Das im Mai 2022 erschienene Gutachten zur Bewertung der Namensgeber der Universität Tübingen, Graf Eberhard und Herzog Karl Eugen von Württemberg, stößt bei einigen Studierenden auf Ablehnung. Unsere Redakteurin hat mit Raphael Kupczik, Mitglied des Arbeitskreises Politische Bildung des StuRas, über Kritik am Gutachten, die grausamen Taten Herzog Karls, und die Forderungen der Umbenennungsbefürworter*innen gesprochen.

Der Senat der Universität Tübingen beauftragte 2021 eine Arbeitsgruppe, die beiden Herrscher auf den moralischen Prüfstand zu stellen. (Hier berichteten wir.) Schon seit über fünfzig Jahren fordern Studierende die Umbenennung der Universität, da Graf Eberhard Antisemit und Herzog Karl Eugen Autokrat gewesen sein sollen.

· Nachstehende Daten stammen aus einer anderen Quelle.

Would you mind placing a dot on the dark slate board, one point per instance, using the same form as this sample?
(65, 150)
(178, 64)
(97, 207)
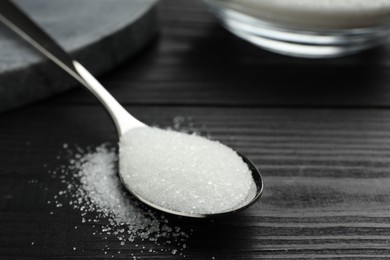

Als das Gutachten im Mai 2022 erschien, waren viele Studierende mit dem Ergebnis unzufrieden.

Der Student Raphael Kupczik (23) ist aktiv im Arbeitskreis Politische Bildung des Studierendenrats, der sich für die Umbenennung der Universität einsetzt. „Wir freuen uns, dass überhaupt ein wissenschaftliches Gutachten erstellt wurde und die Diskussion somit vorankommt“, sagt er. „Trotzdem haben wir einige Kritikpunkte.“

Die Auswahl der Historikerinnen und Historiker, die das Gutachten erstellten, ist für Kupczik fragwürdig. Die Direktorin des Instituts für Geschichtliche Landeskunde der Universität Tübingen, Professorin Sigrid Hirbodian, leitete die Kommission. „Landeshistoriker*innen neigen dazu, Herrscher positiv darzustellen. Oft weil die Quellen sie so beschreiben“, erklärt Kupczik. Außerdem war keine jüdische Person in der Kommission, womit die Perspektive der Betroffenen außer Acht gelassen wird.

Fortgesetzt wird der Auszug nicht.